Gibbs Sampling for the Multivariate Normal

Posted on Feb 13, 2019

Tags: Gibbs, Multivariate, Normal

This note is based on Chapter 7 of Hoff PD. A first course in Bayesian statistical methods. Springer Science & Business Media; 2009 Jun 2.

A $p$-dimensional data vector $\Y$ has a multivariate normal distribution if its sampling density is given by

\[p(\y\mid \btheta,\Sigma) = (2\pi)^{-p/2}\vert \Sigma\vert^{-1/2}\exp\{-(\y-\btheta)'\Sigma^{-1}(\y-\btheta)/2\}\]

A convenient prior distribution for the multivariate mean $\btheta$ is a multivariate normal distribution, which can be parameterized as

\[\begin{align*} p(\btheta) &= MN(\bmu_0,\Lambda_0)\\ &\propto \exp\Big(-\frac 12\btheta'\Lambda_0^{-1}\btheta + \btheta'\Lambda_0^{-1}\bmu_0\Big)\\ &\triangleq\exp\Big(-\frac 12\btheta'\A\btheta + \btheta'\b_0\Big)\,. \end{align*}\]

The joint sampling density of the observed vectors $\y_1,\ldots,y_n$ is

\[p(\y_1,\ldots,y_n\mid \btheta,\Sigma) \propto \exp\Big(-\frac 12\btheta'\A_1\btheta+\btheta'\b_1\Big)\,,\]

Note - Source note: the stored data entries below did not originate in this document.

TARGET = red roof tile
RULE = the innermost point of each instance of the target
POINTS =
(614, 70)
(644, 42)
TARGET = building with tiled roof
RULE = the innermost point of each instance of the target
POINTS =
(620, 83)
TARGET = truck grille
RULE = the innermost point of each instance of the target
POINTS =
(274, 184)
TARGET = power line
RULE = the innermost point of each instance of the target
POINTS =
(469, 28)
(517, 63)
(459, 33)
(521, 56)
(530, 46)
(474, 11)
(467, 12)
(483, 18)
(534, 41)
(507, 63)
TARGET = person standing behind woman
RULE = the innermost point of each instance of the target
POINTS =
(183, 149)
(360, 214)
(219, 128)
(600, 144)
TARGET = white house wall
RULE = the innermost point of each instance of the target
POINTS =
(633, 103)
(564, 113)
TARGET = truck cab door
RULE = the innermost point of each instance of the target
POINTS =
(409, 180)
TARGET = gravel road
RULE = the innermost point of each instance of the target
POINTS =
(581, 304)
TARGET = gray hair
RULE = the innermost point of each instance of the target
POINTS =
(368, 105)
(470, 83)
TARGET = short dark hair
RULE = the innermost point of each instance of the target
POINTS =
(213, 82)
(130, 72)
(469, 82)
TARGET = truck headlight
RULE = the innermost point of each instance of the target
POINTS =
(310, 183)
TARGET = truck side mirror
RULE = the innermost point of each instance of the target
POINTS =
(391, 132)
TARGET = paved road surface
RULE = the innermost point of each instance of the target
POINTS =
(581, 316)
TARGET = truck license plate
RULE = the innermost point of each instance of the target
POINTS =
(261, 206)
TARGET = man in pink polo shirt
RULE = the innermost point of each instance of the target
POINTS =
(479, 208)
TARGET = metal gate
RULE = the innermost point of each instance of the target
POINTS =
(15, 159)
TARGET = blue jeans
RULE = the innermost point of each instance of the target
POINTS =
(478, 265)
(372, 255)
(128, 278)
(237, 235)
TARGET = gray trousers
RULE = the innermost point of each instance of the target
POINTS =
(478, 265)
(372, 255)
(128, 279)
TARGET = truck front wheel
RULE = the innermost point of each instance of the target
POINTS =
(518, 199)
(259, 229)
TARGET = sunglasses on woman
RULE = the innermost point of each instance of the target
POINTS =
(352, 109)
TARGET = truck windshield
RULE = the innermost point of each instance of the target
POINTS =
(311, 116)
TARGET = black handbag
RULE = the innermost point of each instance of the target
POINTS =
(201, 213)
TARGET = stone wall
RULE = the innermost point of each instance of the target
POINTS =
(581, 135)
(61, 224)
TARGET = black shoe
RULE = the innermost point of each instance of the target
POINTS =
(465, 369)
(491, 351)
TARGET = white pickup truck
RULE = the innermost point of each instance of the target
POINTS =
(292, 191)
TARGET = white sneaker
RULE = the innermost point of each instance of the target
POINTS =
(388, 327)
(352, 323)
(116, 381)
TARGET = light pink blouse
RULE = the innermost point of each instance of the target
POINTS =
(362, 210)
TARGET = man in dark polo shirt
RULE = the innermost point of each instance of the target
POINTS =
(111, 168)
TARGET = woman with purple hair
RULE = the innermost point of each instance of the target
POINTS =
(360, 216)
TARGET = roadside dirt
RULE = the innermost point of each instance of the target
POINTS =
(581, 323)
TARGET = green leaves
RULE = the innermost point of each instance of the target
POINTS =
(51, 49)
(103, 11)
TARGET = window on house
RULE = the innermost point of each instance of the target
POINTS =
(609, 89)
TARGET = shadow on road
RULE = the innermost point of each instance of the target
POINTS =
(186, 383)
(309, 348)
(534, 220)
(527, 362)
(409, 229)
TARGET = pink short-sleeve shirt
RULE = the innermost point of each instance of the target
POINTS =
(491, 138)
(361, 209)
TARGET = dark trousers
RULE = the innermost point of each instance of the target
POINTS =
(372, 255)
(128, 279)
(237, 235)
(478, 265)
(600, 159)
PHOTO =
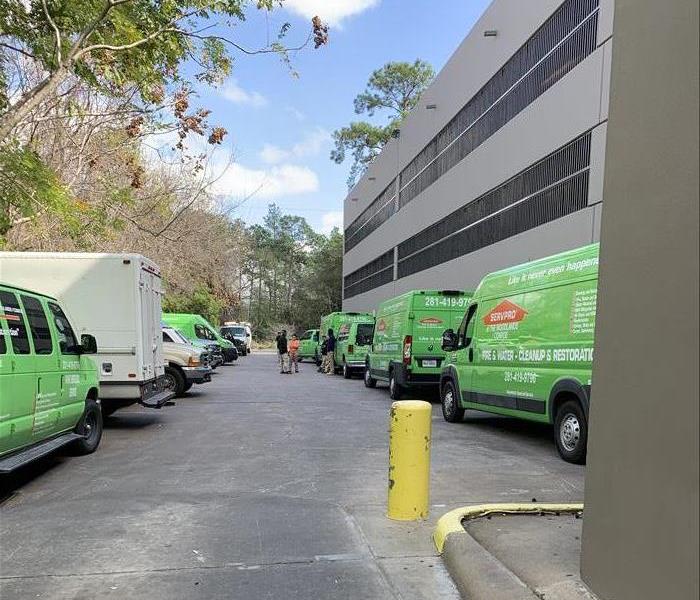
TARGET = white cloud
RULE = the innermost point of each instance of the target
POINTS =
(238, 181)
(330, 220)
(312, 143)
(332, 12)
(236, 94)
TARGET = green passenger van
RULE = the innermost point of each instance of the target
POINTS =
(525, 347)
(340, 323)
(48, 386)
(353, 345)
(196, 327)
(309, 346)
(405, 349)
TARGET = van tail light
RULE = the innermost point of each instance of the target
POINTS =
(407, 343)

where $\A_1=n\Sigma^{-1},\b_1 = n\Sigma^{-1}\bar \y$. Thus, the posterior distribution of $\btheta$ is

\[\begin{align*} p(\btheta\mid \y_1,\ldots,\y_n,\Sigma) &\propto \exp\Big(-\frac 12\btheta'\A_0\btheta+\btheta'\b_0\Big)\cdot \exp\Big(-\frac 12\btheta'\A_1\btheta+\btheta'\b_1\Big)\\ &=\exp\Big(-\frac 12\btheta'\A_n\btheta+\btheta'\b_n\Big)\,, \end{align*}\]

where

\[\begin{align*} \A_n &= \A_0 + \A_1 = \Lambda_0^{-1} + n\Sigma^{-1}\\ \b_n &= \b_0 + \b_1 = \Lambda_0^{-1}\bmu_0 + n\Sigma^{-1}\bar\y\,. \end{align*}\]

Hence,

\[\btheta\mid \y_1,\ldots,\y_n,\Sigma\sim MN(\bmu_n,\Lambda_n)\,,\]

where

\[\begin{align*} \Lambda_n &= \A_n^{-1} = (\Lambda_0^{-1}+n\Sigma^{-1})^{-1}\\ \bmu_n &= \A_n^{-1}\b_n = (\Lambda_0^{-1}+n\Sigma^{-1})^{-1}(\Lambda_0^{-1}\bmu_0+n\Sigma^{-1}\bar\y) \end{align*}\]

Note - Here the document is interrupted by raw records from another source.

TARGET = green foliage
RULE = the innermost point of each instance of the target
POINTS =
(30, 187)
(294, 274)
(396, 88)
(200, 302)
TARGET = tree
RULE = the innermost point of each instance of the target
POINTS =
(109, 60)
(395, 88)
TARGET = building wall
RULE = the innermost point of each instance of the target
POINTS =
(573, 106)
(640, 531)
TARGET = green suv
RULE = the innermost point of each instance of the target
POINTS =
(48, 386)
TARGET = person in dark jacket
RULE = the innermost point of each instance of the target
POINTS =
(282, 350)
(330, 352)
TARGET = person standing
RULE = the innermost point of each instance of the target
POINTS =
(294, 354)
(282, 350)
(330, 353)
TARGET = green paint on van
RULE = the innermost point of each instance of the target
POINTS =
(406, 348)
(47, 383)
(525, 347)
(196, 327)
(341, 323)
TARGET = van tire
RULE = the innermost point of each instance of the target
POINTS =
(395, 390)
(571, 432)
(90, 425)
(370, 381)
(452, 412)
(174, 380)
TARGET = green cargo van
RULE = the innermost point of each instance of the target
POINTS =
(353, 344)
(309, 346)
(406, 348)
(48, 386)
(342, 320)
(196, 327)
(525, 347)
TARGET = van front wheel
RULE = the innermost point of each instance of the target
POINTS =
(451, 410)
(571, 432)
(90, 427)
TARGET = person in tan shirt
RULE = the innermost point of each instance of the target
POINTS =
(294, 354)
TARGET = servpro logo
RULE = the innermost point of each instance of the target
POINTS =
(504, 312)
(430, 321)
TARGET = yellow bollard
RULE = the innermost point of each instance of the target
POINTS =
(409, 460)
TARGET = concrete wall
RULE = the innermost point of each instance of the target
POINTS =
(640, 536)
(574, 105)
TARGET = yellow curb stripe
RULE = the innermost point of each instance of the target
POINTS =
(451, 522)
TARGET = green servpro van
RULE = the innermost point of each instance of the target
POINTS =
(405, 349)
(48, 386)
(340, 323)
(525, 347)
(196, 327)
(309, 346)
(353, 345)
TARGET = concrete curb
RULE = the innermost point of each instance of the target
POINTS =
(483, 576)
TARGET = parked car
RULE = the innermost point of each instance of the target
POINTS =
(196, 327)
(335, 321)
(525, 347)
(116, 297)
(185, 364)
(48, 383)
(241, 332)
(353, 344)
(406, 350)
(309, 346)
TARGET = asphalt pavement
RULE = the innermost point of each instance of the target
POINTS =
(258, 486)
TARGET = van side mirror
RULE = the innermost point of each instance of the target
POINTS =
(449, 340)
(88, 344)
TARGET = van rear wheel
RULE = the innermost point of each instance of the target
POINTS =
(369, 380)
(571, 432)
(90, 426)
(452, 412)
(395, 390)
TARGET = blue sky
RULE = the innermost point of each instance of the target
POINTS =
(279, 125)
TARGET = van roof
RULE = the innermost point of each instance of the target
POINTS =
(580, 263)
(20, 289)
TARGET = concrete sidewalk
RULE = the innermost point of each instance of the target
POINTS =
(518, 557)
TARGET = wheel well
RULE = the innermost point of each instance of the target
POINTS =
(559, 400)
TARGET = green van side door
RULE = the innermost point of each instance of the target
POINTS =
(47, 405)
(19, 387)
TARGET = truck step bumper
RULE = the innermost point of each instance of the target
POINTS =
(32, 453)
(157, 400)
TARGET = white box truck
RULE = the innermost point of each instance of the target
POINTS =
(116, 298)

The sum of squares matrix of a collection of multivariate vectors $\z_1,\ldots,\z_n$ is given by

\[\sum_{i=1}^n\z_i\z_i' = \Z'\Z\,,\]

where $\Z$ is the $n\times p$ matrix whose $i$-th row is $\z_i’$.

This suggests the following construction of a “random” covariance matrix: For a given positive integer $\nu_0$ and a $p\times p$ covariance matrix $\Phi_0$,

• sample $\z_1,\ldots,\z_{\nu_0}\sim MN(\0, \Phi_0)$ i.i.d.
• calculate $\Z’\Z=\sum_{i=1}^{\nu_0}\z_i\z_i’$

Repeat this procedure over and over again, generating matrices $\Z_1’\Z_1,\ldots,\Z_S’\Z_S$. The population distribution of these sum of squares matrices is called a Wishart distribution with parameters $(\nu_0,\Phi_0)$.

Consider the prior distribution $\Sigma\sim IW(\nu_0,\S_0^{-1})$, the full conditional distribution of $\Sigma$ would be

\[\Sigma\mid \y_1,\ldots,\y_n,\btheta\sim IW(\nu_0+n, [\S_0+\S_\btheta]^{-1})\,.\]

Hopefully this result seems somewhat intuitive: We can think of $\nu_0+n$ as the “posterior sample size”, being the sum of the “prior sample size” $\nu_0$ and the data sample size.

Now, it is ready to perform Gibbs sampling:

• Sample $\btheta^{s+1}\sim MN(\bmu_n,\Lambda_n)$
• Sample $\Sigma^{s+1}\sim IW(\nu_0+n,\S_n^{-1})$